Producing more is probably hard because the subsidy has made milk powder companies uncompetitive and they can't ramp up production due to problems with their production system or overregulation which prevents it. It might be that they can only keep the subsidy under certain conditions, or that they have to accept it for all their milk or none. Or it might be that there's so much bureaucracy within these European countries that it isn't worth it. It might even be written into the law that you can't sell milk powder for a high price, and nobody is allowed to refuse the subsidy.

If the legal systems of the other countries were good enough, someone could just start up a new milk powder company, refuse subsidy money, and sell for way more than the subsidized cost - and also not limit Chinese purchase. This would help everyone - babies in China would be saved, and the company would make tons of money.

The exact same thing happens in education: the Chinese product is crap, but it's protected locally from foreign competition, so rich Chinese go overseas to get the foreign version. And overseas, education is heavily subsidized. So what happens? US schools don't put up signs saying "No Chinese allowed" - they just charge them full price and make tons of money, while genuinely helping out the Chinese kid by giving him a better education. Money is taken away from shitty producers (chinese schools) and given to better ones (us schools). That's economics.

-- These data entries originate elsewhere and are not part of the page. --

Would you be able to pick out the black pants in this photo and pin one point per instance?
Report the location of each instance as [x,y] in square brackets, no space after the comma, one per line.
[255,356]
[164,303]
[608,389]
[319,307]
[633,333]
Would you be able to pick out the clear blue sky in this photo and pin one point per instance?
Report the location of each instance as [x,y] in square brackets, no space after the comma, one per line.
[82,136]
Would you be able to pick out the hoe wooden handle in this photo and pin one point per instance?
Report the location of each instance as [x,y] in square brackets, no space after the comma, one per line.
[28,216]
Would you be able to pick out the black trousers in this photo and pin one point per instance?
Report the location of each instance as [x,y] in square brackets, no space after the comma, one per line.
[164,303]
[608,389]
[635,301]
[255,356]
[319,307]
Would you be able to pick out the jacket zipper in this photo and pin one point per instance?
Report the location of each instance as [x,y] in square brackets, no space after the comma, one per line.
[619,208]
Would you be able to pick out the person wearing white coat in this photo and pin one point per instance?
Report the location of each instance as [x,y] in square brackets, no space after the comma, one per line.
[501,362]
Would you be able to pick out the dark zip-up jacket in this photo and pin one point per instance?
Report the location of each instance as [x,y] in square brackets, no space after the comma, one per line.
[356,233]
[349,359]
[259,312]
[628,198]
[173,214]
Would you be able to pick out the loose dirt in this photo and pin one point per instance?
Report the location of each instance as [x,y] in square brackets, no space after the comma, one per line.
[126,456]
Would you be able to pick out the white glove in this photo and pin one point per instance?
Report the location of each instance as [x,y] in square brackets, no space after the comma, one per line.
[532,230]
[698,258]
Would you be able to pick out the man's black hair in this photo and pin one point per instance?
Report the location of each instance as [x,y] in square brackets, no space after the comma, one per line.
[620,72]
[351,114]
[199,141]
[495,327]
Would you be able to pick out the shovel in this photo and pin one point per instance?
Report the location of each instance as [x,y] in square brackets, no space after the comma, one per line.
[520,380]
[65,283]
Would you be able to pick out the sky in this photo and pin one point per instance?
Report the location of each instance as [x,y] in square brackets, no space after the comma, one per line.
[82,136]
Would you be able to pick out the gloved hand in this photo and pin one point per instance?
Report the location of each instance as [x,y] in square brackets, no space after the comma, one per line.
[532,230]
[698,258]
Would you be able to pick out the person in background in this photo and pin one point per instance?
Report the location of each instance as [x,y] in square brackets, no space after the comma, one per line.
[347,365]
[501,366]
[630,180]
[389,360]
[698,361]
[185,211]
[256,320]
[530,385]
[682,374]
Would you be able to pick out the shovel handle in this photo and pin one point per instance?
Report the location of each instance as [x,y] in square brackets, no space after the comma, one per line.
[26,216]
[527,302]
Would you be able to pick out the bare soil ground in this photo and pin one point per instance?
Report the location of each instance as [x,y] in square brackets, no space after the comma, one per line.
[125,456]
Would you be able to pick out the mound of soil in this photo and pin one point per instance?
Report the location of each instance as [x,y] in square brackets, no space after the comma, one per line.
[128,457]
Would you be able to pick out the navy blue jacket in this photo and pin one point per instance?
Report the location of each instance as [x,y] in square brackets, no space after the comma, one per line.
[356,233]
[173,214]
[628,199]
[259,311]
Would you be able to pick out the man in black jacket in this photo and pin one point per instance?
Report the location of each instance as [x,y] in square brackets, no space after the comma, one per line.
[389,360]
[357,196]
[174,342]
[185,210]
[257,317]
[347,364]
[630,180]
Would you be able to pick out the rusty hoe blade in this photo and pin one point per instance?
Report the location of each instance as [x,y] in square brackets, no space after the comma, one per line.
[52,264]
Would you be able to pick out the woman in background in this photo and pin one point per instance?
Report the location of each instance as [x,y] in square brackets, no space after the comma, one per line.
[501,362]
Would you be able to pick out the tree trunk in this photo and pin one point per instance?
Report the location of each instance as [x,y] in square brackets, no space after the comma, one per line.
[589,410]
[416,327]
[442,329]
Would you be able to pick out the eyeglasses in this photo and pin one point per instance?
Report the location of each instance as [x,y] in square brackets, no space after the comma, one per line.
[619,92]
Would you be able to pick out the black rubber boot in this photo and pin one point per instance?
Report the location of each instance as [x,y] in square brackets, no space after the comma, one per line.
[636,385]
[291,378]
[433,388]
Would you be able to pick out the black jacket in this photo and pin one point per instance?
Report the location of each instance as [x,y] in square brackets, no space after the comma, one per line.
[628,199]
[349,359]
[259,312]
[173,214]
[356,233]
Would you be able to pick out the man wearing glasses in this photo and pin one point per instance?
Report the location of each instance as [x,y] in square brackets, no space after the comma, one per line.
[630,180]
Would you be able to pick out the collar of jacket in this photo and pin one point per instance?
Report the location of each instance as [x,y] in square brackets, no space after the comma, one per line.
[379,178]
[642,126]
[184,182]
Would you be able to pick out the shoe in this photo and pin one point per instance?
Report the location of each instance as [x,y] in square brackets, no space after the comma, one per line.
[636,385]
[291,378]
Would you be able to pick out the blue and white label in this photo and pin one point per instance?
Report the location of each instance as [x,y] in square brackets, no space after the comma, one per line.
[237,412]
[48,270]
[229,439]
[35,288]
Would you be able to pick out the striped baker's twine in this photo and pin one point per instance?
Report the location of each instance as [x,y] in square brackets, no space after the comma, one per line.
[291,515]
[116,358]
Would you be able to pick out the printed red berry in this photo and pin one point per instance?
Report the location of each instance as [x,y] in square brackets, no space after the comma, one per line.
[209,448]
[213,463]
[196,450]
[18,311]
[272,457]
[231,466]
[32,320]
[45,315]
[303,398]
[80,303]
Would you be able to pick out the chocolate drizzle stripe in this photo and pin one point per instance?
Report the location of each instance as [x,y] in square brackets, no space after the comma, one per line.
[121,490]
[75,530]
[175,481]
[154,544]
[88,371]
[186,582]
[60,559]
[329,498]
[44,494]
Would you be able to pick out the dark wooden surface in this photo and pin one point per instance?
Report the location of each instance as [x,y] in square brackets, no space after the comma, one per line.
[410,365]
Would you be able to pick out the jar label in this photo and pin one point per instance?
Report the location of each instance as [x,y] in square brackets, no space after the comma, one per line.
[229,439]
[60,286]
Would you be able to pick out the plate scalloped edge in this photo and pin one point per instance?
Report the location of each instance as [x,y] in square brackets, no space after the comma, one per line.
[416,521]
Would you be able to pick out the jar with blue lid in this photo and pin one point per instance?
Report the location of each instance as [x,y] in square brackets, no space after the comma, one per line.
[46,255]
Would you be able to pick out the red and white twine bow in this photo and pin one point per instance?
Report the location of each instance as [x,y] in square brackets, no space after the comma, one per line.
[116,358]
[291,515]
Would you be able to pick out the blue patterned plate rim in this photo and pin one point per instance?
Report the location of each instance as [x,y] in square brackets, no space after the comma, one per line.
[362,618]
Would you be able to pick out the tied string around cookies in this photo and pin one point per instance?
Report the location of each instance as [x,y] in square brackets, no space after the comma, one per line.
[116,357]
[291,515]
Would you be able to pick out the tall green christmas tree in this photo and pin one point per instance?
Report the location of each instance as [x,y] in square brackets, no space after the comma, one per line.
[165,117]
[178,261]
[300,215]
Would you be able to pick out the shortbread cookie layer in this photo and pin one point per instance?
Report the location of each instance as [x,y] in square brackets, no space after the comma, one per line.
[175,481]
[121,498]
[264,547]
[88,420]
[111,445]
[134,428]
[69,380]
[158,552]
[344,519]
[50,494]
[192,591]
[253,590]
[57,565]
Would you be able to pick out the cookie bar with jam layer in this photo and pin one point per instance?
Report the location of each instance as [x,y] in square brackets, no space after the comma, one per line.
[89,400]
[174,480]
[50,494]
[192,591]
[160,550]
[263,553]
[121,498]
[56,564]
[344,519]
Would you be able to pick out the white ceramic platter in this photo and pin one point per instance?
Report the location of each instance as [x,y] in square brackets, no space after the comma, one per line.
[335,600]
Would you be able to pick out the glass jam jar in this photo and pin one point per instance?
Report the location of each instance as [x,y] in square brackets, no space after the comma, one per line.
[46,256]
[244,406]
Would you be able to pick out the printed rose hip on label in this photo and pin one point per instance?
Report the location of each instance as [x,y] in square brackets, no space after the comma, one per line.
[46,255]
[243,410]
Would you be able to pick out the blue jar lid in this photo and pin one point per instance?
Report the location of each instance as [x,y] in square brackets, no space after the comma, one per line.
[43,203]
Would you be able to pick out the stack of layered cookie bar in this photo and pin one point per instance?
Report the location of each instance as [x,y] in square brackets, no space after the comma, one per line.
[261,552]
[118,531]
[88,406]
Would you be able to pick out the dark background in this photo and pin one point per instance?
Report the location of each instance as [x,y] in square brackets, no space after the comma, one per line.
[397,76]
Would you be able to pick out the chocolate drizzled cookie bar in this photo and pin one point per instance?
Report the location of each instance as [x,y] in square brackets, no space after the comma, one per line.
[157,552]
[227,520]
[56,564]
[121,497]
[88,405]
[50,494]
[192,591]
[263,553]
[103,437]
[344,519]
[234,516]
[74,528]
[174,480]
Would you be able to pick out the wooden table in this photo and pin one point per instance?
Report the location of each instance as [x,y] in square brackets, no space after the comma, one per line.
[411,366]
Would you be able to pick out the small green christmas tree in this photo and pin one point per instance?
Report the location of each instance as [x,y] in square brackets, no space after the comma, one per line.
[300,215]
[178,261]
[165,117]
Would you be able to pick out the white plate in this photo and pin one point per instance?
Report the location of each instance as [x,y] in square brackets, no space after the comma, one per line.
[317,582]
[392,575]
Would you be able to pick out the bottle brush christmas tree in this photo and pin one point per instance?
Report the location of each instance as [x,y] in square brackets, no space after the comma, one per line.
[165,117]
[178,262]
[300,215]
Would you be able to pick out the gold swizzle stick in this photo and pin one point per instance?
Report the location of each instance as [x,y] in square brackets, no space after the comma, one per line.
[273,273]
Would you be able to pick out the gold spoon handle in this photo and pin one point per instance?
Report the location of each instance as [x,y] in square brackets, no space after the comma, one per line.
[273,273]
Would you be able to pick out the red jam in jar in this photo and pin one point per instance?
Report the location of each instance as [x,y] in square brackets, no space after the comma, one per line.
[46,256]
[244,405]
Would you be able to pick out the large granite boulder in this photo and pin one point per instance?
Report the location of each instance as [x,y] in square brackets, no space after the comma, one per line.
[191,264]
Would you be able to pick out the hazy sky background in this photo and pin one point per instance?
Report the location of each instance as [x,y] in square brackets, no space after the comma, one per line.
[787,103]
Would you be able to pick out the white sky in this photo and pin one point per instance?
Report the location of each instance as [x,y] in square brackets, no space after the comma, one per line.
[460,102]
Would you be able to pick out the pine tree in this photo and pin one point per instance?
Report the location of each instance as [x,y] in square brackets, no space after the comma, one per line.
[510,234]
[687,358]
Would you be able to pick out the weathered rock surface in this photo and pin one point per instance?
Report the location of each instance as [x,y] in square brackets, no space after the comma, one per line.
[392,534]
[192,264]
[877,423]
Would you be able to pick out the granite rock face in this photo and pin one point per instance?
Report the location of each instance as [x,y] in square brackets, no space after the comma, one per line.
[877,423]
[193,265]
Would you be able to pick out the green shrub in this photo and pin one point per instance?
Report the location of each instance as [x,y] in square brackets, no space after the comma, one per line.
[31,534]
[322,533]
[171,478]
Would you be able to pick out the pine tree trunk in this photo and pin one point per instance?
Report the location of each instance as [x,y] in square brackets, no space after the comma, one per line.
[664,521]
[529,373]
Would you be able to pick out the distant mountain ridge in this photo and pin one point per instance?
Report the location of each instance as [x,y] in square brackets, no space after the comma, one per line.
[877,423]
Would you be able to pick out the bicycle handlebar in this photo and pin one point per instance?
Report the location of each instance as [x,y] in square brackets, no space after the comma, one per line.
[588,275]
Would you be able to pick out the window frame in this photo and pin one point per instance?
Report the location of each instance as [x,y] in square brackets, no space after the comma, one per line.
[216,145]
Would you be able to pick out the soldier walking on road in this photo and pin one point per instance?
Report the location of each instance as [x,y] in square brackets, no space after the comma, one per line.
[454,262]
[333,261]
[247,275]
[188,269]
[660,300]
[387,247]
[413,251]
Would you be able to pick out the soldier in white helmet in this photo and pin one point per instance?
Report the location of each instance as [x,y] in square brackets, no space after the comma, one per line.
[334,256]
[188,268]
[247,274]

Rather than stop this, European countries should use it as a way to pressure China to have better regulations - making Chinese product more trustworthy (which helps Europeans and Chinese alike), makes China more efficient (because it'd be more transparent and fewer bribes would be involved in getting things done, which again would help the whole world). Europe and the world already competes with China in every way now - constantly trying to undercut them in everything they produce, produce higher quality stuff, have better regulatory system which allow more innovation than the soviet style, opaque chinese standard system. The west even tries to get rich Chinese to move overseas, stealing their abilities and production. All this pressure makes China improve itself, become more modern and open, and actually care about the internal quality of life for its citizens. The milk powder issue is just another way we can use economic competition to improve China & do a moral good.